Although there are many professionally run managing agents offering a good level of customer service, disappointingly many of the complaints Unipol and the Students' Unions receive relate to managing agents.

The Unipol Code helps students to choose the best managing agents. 90% of all complaints that Unipol receive about student housing come from the 30% of unaccredited landlords. It really is best to rent from a Code landlord or agent.

There are now a number of managing agents in Leeds who have full Unipol Code status. This means all their student houses meet the standards of the Code. If you rent from an agent, it is strongly recommended you use one of these. Check agents' names in the  Code register before signing up with them.

Unipol has also established Supporter status for agents who are working towards full Code membership. You are advised to give preference to these agents over agents who have not joined any scheme. Further details can be found here.

The best managing agents are as good as the best landlords, but it is important to consider some specific issues when dealing with them.

Let Only Services

Many agencies offer a "let only service". This means the agent is responsible only for letting, and not for managing the property. If you are renting a property through a let only arrangement, the agent should make this very clear and should provide fulll information on who is responsible for actually delivering the services. They should also give you the landlord's full details so that you can check if the landlord is part of the Unipol Code.

If the agent promises any upgrading (for example a new sofa or redecoration) it is very important to get this promise in writing.

Many agents have very attractive offices, which is a sign of professionalism, but remember you are not renting the office and you need to focus on the property. It's poor logic that a good office will equal a good property or a good service.

Accompanied Viewings

Accompanied viewings are a good thing, but you should remember that this is likely to be a promotional tour and you should concentrate on looking at the property properly. You should also resist glossing over any problem areas (such as: what is that damp patch? who will have that small room?)

If possible, you should try and take the opportunity to talk to the current tenants about the property and their experiences of dealing with the landlord or agency. Good agencies and private landlords are always happy to give you the freedom to do this.

It can be difficult to be assertive and ask the obvious question, but don't let that put you off and don't be rushed through the property. Take your time, look carefully and make sure you are buying exactly what you want.

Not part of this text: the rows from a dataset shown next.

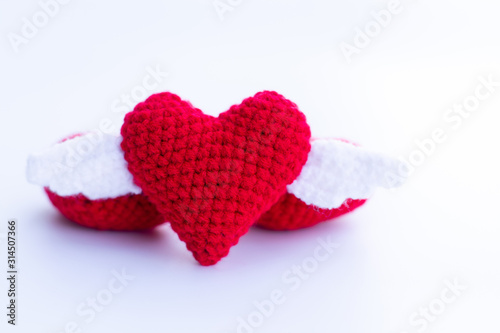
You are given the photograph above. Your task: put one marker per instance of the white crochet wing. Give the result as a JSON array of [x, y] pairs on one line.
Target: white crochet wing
[[92, 164], [336, 171]]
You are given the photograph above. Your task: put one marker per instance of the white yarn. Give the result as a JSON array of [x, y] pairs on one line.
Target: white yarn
[[92, 164], [336, 171]]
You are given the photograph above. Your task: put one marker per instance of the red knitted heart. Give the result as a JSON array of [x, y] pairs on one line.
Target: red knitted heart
[[213, 177]]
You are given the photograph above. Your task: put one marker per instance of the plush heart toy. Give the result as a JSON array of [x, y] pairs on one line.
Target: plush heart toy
[[211, 178]]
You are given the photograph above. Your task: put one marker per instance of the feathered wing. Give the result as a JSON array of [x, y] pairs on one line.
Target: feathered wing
[[336, 171], [91, 164]]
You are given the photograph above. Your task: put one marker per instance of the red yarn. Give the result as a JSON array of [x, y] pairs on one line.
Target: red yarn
[[128, 212], [291, 213], [213, 177]]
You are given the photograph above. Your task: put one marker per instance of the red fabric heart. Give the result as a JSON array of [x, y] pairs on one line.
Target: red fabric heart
[[291, 213], [213, 177]]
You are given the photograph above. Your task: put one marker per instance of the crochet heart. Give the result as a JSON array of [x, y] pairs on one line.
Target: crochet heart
[[213, 177]]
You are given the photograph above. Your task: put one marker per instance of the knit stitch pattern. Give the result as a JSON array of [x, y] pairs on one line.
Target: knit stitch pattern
[[291, 213], [213, 177]]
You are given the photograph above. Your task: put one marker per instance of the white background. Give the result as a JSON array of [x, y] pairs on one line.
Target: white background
[[395, 253]]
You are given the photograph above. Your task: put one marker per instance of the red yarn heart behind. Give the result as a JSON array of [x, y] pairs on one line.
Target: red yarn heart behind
[[213, 177]]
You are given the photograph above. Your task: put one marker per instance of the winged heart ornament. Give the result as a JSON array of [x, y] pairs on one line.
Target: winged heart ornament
[[210, 177]]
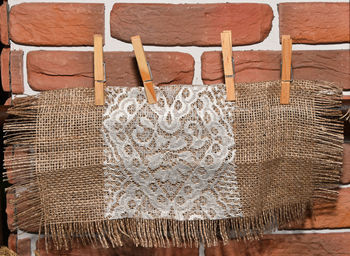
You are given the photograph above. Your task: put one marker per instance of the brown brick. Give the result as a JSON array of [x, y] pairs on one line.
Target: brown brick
[[287, 245], [191, 24], [315, 23], [127, 250], [345, 179], [12, 63], [56, 24], [49, 70], [5, 69], [10, 210], [4, 31], [332, 215], [16, 67], [254, 66]]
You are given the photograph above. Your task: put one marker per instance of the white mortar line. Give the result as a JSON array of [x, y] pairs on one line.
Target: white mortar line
[[112, 44], [13, 2]]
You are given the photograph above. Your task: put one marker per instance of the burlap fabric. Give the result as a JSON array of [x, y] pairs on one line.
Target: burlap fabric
[[192, 168], [4, 251]]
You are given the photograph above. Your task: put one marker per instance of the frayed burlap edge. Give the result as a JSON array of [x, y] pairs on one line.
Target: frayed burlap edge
[[4, 251], [20, 133], [329, 140]]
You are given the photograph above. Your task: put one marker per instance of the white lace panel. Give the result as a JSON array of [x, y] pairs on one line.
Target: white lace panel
[[173, 159]]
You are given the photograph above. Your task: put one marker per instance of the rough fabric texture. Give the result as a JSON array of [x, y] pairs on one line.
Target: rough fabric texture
[[192, 168], [4, 251]]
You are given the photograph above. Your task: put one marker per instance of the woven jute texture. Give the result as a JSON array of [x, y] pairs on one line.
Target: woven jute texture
[[190, 169], [4, 251]]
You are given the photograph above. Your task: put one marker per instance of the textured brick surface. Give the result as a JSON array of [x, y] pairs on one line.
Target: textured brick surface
[[12, 64], [49, 70], [10, 210], [56, 23], [5, 69], [4, 31], [254, 66], [127, 250], [16, 71], [287, 245], [191, 24], [315, 23], [332, 215]]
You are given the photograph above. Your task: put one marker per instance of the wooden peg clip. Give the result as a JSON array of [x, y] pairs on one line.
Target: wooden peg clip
[[99, 70], [144, 69], [226, 44], [286, 77]]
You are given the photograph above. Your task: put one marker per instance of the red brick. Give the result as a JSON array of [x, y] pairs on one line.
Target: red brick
[[315, 23], [10, 210], [5, 69], [12, 63], [16, 67], [56, 24], [345, 179], [126, 250], [191, 24], [49, 70], [4, 31], [330, 215], [287, 245], [254, 66]]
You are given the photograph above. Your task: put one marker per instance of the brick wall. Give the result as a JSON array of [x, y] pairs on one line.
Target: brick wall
[[49, 46]]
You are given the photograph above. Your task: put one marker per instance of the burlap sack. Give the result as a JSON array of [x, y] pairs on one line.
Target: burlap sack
[[192, 168]]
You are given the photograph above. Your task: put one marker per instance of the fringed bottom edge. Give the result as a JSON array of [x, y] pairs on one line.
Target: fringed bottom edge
[[328, 141], [19, 162], [171, 233]]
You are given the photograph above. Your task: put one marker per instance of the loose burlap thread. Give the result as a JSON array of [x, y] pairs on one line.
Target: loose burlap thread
[[287, 158]]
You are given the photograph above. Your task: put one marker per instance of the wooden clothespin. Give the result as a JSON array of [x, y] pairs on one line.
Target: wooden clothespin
[[144, 69], [99, 70], [226, 44], [286, 77]]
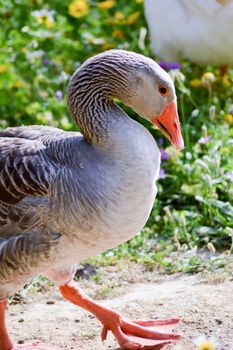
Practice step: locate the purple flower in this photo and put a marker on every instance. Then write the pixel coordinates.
(58, 95)
(204, 139)
(230, 175)
(46, 61)
(169, 65)
(161, 141)
(164, 155)
(162, 174)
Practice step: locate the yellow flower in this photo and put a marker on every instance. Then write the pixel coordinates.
(18, 84)
(40, 19)
(133, 17)
(229, 118)
(207, 79)
(119, 15)
(48, 22)
(107, 4)
(3, 68)
(225, 80)
(118, 33)
(195, 83)
(78, 8)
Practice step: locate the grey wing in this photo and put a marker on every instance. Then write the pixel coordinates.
(26, 171)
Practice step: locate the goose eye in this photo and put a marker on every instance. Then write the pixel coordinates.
(163, 90)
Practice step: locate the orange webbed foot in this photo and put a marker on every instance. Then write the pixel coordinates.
(151, 334)
(35, 345)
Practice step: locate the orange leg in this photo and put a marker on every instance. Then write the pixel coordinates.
(6, 343)
(150, 334)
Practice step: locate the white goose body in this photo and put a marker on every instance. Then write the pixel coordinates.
(194, 29)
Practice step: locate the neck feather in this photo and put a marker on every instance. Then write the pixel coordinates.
(91, 92)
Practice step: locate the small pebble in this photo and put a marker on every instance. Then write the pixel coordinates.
(218, 321)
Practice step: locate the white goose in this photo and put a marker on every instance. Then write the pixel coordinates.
(195, 29)
(66, 196)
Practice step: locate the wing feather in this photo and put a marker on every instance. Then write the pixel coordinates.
(26, 168)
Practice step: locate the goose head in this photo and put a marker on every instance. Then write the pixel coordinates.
(152, 96)
(136, 80)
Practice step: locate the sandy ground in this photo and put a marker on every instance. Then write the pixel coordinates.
(205, 308)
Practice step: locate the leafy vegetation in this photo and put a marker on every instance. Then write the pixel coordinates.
(42, 43)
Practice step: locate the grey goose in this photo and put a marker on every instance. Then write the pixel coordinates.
(65, 196)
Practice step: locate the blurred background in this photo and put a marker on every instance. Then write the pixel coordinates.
(43, 42)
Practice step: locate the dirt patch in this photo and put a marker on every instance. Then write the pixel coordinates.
(204, 308)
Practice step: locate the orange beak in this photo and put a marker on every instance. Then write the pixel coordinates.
(168, 123)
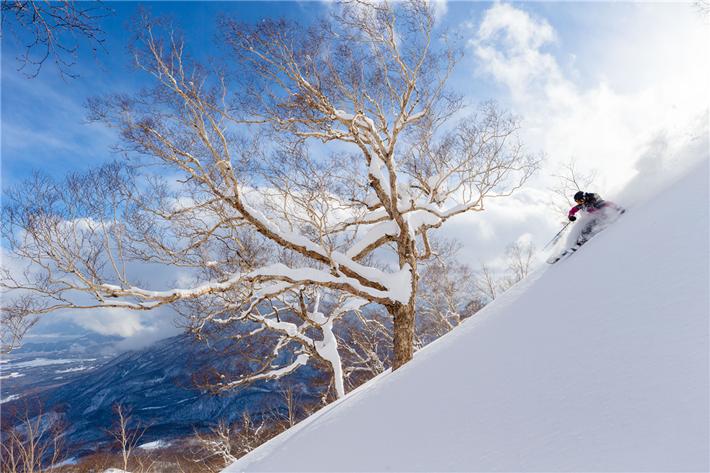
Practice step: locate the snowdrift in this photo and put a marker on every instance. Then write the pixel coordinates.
(597, 363)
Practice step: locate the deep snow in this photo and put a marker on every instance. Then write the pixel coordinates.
(596, 363)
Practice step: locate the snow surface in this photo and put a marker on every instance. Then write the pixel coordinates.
(597, 363)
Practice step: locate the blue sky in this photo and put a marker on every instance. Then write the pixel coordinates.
(604, 82)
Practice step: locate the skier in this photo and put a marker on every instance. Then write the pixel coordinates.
(594, 205)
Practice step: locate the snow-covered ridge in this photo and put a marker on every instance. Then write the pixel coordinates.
(597, 363)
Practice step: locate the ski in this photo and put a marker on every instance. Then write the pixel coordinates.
(566, 253)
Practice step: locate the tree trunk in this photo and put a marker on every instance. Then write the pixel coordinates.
(404, 325)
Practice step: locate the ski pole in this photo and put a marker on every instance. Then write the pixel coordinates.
(558, 234)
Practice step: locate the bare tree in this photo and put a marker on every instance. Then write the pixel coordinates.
(447, 294)
(31, 439)
(366, 345)
(53, 29)
(487, 283)
(126, 433)
(518, 257)
(248, 140)
(15, 320)
(570, 179)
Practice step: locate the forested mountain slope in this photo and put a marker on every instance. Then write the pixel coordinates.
(597, 363)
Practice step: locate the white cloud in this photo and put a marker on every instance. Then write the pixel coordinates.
(606, 124)
(121, 322)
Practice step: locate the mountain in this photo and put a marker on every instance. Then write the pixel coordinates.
(156, 383)
(596, 363)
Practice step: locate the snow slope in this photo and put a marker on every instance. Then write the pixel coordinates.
(597, 363)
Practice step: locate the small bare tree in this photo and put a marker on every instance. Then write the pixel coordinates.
(248, 141)
(126, 433)
(518, 257)
(366, 345)
(31, 439)
(447, 294)
(53, 29)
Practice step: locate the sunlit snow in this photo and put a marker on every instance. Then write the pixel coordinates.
(596, 363)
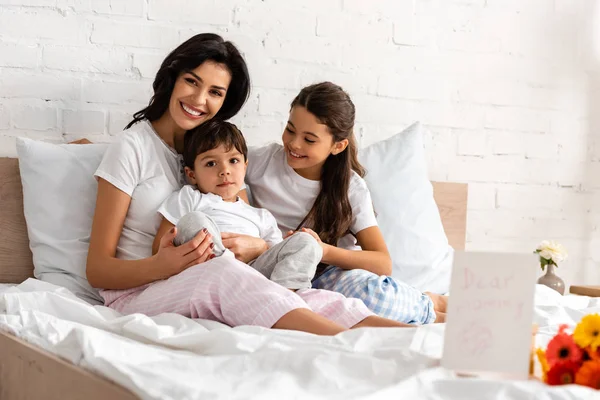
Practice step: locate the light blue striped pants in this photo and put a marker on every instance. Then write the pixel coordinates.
(384, 295)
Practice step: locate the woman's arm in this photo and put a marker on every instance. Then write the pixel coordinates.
(165, 226)
(106, 271)
(373, 257)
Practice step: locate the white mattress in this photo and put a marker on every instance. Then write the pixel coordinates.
(172, 357)
(5, 286)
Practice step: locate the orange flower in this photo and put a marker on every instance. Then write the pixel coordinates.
(591, 355)
(562, 348)
(562, 373)
(589, 374)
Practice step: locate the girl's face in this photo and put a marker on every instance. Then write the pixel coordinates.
(199, 94)
(308, 143)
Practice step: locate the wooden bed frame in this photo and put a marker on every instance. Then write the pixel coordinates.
(27, 372)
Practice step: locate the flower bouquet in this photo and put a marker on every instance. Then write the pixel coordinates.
(550, 253)
(573, 358)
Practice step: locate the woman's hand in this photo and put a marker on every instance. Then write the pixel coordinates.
(246, 248)
(81, 141)
(312, 233)
(173, 260)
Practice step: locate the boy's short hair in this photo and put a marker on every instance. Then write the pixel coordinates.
(211, 135)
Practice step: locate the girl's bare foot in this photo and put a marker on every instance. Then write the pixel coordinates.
(440, 303)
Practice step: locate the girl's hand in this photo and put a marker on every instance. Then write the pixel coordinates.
(173, 260)
(246, 248)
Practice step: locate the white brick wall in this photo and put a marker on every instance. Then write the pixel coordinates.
(508, 89)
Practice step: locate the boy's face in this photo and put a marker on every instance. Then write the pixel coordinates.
(219, 171)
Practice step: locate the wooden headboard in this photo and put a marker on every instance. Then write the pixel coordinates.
(16, 263)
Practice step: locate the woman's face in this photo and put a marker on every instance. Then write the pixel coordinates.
(199, 94)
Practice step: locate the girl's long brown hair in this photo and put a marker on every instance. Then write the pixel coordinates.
(331, 214)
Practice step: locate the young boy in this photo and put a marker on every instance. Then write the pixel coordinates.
(215, 158)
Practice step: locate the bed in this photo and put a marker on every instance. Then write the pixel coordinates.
(58, 347)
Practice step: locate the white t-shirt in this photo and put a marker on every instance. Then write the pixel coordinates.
(142, 165)
(275, 185)
(235, 217)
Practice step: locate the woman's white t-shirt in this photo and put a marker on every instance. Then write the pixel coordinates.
(275, 185)
(143, 166)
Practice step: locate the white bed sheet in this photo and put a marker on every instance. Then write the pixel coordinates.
(172, 357)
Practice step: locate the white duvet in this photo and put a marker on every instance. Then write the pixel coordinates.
(172, 357)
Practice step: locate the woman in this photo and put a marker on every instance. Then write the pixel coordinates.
(203, 78)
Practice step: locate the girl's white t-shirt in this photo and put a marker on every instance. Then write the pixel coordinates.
(275, 185)
(143, 166)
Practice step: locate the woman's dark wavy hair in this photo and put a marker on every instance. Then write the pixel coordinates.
(331, 214)
(188, 56)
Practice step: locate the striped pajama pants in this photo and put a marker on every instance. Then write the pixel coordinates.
(229, 291)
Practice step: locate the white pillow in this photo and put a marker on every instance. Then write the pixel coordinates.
(59, 196)
(406, 211)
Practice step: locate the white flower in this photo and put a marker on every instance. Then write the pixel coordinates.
(550, 250)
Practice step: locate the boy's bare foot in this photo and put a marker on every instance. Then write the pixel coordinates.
(440, 317)
(440, 302)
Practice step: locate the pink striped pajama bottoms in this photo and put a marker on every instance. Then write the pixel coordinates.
(229, 291)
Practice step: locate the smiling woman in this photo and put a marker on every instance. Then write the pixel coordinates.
(203, 79)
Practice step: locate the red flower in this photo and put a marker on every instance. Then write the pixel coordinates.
(562, 348)
(589, 374)
(562, 373)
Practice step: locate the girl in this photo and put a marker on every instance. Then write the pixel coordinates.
(313, 182)
(203, 78)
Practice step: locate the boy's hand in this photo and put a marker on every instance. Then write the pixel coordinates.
(245, 248)
(326, 247)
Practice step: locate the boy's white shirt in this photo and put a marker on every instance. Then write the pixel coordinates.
(235, 217)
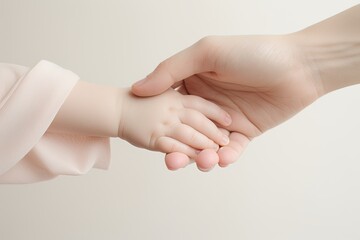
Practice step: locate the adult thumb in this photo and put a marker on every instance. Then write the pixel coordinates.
(190, 61)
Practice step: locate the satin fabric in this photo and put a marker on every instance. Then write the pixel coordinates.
(29, 101)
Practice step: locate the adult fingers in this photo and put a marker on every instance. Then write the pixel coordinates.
(209, 109)
(191, 137)
(203, 125)
(231, 152)
(192, 60)
(170, 145)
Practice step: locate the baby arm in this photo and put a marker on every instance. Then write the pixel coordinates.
(170, 122)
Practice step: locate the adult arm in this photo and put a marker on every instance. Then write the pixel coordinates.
(261, 80)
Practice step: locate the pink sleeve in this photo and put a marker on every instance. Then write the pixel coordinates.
(29, 101)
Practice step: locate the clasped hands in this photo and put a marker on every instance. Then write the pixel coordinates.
(256, 81)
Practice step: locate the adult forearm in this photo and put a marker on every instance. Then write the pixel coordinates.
(91, 110)
(332, 49)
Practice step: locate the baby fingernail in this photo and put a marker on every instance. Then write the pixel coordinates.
(228, 119)
(225, 140)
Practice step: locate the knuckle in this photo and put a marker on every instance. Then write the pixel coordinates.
(207, 42)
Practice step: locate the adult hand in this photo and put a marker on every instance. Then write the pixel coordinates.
(259, 80)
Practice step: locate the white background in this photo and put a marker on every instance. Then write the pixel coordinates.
(298, 181)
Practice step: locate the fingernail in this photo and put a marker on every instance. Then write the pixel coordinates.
(225, 140)
(140, 82)
(228, 119)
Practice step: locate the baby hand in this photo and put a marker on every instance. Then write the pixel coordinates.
(172, 122)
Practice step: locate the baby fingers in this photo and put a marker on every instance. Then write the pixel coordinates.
(202, 124)
(189, 136)
(170, 145)
(209, 109)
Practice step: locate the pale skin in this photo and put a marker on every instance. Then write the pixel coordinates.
(261, 81)
(170, 122)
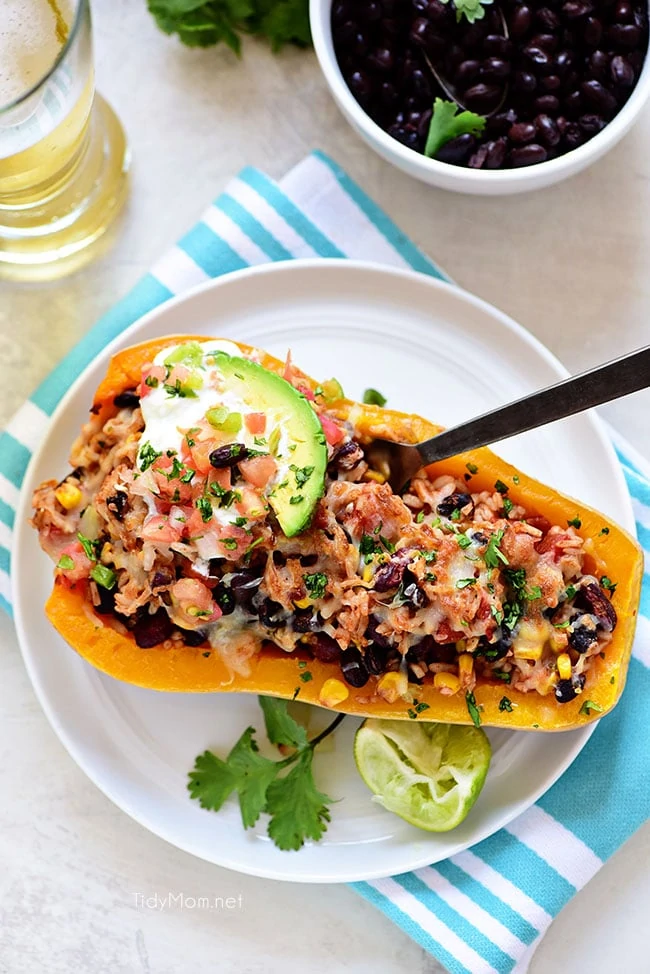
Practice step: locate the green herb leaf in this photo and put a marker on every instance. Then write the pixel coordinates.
(472, 709)
(104, 576)
(297, 808)
(372, 397)
(448, 122)
(281, 728)
(608, 584)
(316, 584)
(588, 706)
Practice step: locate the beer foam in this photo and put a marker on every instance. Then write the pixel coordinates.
(29, 44)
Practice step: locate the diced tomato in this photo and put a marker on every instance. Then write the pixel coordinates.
(81, 563)
(159, 529)
(193, 602)
(259, 470)
(155, 374)
(333, 433)
(255, 423)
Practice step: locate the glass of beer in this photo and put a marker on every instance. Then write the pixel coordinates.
(63, 154)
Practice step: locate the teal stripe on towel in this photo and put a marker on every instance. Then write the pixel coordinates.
(290, 213)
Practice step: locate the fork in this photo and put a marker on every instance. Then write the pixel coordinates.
(620, 377)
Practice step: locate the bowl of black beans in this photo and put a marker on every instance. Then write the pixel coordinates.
(486, 96)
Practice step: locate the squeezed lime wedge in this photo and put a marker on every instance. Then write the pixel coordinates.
(429, 774)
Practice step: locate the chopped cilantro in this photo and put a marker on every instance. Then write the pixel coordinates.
(90, 547)
(316, 584)
(493, 554)
(104, 576)
(372, 397)
(205, 507)
(465, 582)
(148, 456)
(588, 706)
(608, 584)
(472, 709)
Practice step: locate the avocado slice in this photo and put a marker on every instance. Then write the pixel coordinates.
(302, 458)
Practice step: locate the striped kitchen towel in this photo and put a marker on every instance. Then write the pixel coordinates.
(482, 911)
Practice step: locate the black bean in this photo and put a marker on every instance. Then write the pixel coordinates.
(375, 656)
(353, 668)
(522, 132)
(224, 598)
(457, 501)
(482, 98)
(496, 156)
(582, 637)
(192, 637)
(621, 71)
(349, 456)
(567, 690)
(547, 104)
(127, 400)
(519, 21)
(528, 155)
(117, 504)
(374, 636)
(626, 36)
(456, 150)
(325, 648)
(598, 97)
(592, 598)
(467, 72)
(229, 455)
(151, 630)
(547, 131)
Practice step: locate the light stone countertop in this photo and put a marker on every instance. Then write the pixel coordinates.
(570, 263)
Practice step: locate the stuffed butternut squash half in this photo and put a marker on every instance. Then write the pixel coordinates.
(224, 529)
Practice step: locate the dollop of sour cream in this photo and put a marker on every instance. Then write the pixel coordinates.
(168, 416)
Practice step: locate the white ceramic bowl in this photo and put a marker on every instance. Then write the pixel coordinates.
(460, 179)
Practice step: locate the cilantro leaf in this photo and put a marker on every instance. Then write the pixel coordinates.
(211, 780)
(447, 122)
(372, 397)
(298, 809)
(254, 775)
(202, 23)
(281, 728)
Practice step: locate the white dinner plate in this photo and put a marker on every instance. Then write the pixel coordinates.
(430, 348)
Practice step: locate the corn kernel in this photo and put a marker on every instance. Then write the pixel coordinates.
(392, 686)
(376, 476)
(333, 692)
(68, 496)
(465, 664)
(446, 681)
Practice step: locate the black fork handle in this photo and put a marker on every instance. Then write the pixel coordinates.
(616, 379)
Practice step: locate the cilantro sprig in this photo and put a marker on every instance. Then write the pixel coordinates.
(298, 810)
(448, 122)
(201, 24)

If you are not interested in taking the property, have the courage to say so. No one will be offended. This is a commercial setting and landlords and agents prefer house hunters to be straight in order not to waste their time and to let them get on and remarket the property to others who may be genuinely interested. Also, if you book a viewing and then change your mind, just ring up and cancel it as a matter of courtesy to the agent. Treat them how you would expect to be treated yourself.

Do not fall for hard selling techniques as part of the sales pitch. If you are feeling intimidated, resist the pressure to give way. You should never agree to anything under duress, so simply say firmly that you are not interested and move on.

Sign up Fees and Deposits

Some agencies charge sign up fees for setting up the contract. Make sure you are happy with paying any fees before you commit to taking the property. Many landlords who advertise with Unipol do not ask students to pay these additional fees or they keep them low.

Some agencies do not charge deposits but instead charge higher sign up fees. The main advantage of this is that this fee is often lower than paying a deposit and is therefore less money to find at the time of signing for your new property. The disadvantage is that you will not get this money back.

If you pay a deposit you will get this money returned as long as you return the property in a good condition. Agents and landlords that take a deposit are now obliged to place the money in a government approved scheme that safeguards your deposit.